With the 2019 holiday season underway in Spain’s Balearic Islands, tour operators including TUI and Jet2 have told hotels not to allocate rooms with balconies lower than 1.1 metre, reports the Mirror.

It’s not clear how the ban will be enforced, but hotel operators said that travel firms are keen to avoid being sued over falls.

Nearly 19million British nationals visited Spain last year, and “most visits are trouble-free”, says the Foreign Office.

But, it points out, “there have been a number of very serious accidents, some fatal, as a result of falls from balconies.

“Many of these incidents have involved British nationals and have had a devastating impact on those involved and their loved ones.”

Over a three-month period to June last year, 11 Brit holidaymakers fell from balconies – eight of whom were teenagers or aged in their 20s. Five people died as a result of their injuries, said the Association of British Travel Agents.

Francisco Gene, director of the Menorca Binibeca Hotel, told the Mirror: “TUI and Jet2 rules mean no British guests can stay in rooms with balconies that don’t meet new height requirements.

“In places like Magaluf in Majorca there have been a lot of accidents, usually after guests have been drinking and climb over to friends’ rooms.”

A TUI UK spokesman said that customer safety was a “top priority” and that the travel operator was working “with hotel partners to ensure balconies meet recommended guidelines.”

And a Jet2 Holidays spokesperson said the British package holiday provider regularly reviews health and safety, with “balcony safety very much part of that”.

The Association of British Travel Agents (ABTA) is keen for holidaymakers to “use your balcony sensibly and keep an eye on friends who may be the worse for wear”.

In an online poster aimed at cutting the death toll, it reminds people “your balcony is there for relaxing on.

“It’s not a shortcut to your friend’s room or a diving board to a pool.

“Some holidaymakers die or are severely injured every year as a result of inappropriate behaviour on balconies, often after having a few drinks.”

The Foreign Office warns that “some local councils will impose fines to those caught behaving irresponsibly on balconies or jumping from balconies into swimming pools.”

It warns: “Don’t unnecessary risks around balconies, particularly if you’re under the influence of drink or drugs.

“Your travel insurance may not cover you for incidents that take place on a balcony or if you were under the influence of drink or drugs when it happened.”

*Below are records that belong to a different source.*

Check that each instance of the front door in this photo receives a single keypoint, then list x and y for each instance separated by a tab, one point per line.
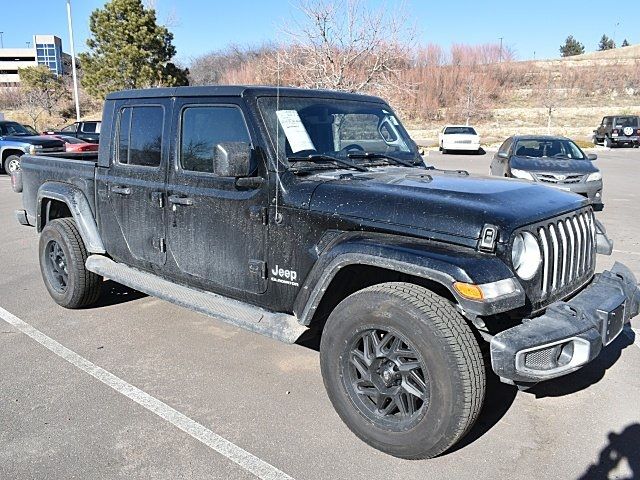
134	224
216	228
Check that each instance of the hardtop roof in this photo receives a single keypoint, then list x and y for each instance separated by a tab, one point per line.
239	91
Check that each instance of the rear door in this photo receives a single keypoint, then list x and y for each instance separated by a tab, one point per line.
217	230
133	221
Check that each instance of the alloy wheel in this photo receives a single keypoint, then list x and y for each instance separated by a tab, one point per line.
386	378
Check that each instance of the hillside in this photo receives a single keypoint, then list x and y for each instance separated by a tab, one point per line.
579	90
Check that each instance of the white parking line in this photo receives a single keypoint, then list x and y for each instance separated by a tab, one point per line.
244	459
626	251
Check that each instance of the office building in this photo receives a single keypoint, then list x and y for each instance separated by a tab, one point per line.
44	50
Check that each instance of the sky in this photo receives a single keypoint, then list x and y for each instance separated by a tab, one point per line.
533	29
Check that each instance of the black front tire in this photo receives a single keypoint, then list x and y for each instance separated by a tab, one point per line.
441	343
62	263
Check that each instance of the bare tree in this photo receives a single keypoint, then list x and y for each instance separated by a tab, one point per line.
344	45
549	96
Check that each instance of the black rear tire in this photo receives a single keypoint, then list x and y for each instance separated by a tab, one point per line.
62	263
429	333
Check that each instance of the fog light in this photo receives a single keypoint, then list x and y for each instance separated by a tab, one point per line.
554	358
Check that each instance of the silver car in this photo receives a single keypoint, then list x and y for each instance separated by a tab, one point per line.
554	161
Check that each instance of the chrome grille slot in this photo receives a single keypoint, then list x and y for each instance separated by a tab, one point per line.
568	253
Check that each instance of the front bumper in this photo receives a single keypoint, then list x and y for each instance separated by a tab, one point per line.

There have been a series of balcony deaths so far this year, including Luke Freeman, 19, of Reading, who died instantly after falling from a fifth-floor balcony on July 2, in the Costa Brava resort of Lloret de Mar.

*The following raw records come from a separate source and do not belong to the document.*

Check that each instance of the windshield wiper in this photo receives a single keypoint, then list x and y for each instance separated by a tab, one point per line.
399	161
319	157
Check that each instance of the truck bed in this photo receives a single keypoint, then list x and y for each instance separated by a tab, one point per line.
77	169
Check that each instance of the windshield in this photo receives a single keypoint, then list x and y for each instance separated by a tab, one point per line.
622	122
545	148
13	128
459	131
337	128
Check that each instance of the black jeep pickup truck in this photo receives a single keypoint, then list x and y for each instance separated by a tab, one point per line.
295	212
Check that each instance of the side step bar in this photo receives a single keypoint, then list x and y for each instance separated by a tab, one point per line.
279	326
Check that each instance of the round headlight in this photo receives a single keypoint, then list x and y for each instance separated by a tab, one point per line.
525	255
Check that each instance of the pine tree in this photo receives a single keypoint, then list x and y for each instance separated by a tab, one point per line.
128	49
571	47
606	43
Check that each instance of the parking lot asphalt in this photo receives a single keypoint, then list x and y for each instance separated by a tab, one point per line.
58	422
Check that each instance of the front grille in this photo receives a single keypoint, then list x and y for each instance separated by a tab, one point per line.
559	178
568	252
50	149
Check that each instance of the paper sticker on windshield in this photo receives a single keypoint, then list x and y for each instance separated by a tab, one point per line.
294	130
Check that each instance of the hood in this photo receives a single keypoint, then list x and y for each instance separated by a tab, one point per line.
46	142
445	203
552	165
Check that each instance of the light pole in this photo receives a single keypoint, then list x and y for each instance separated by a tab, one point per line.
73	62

The death toll of Brit holidaymakers includes Colin McGarry, aged 48, from Belfast, who fell from the 15th floor of an apartment block in Benidorm last month.

Also in June, Freddie Pring, 20, died after falling from a Magaluf balcony while on a lads’ holiday in the Majorca seaside resort.

Cops in Magaluf fined three tourists for hurling themselves from balconies as part of drunken dares in June.

One Brit tried to claim £35,000 in compensation after claiming his broken bones were the result of a slip in the pool.

Another involved a Spanish tourist throwing himself from an apartment block in broad daylight.

A sick Facebook page has been set up to mock Brit holidaymakers who have been either injured or killed in balcony falls in Spain.

The Spanish group, named “Balconing Mallorca”, includes a league table of nations showing how many people from each country have been hurt or killed playing a game called “balconing”.

This potentially fatal practice involves climbing between balconies, usually on the outside of a hotel, or jumping from one balcony into a swimming pool.

The sick chart awards a country one point for every person hurt and three points for every person killed.

The UK is currently top of the 2019 table with six points – given for three injuries and one death.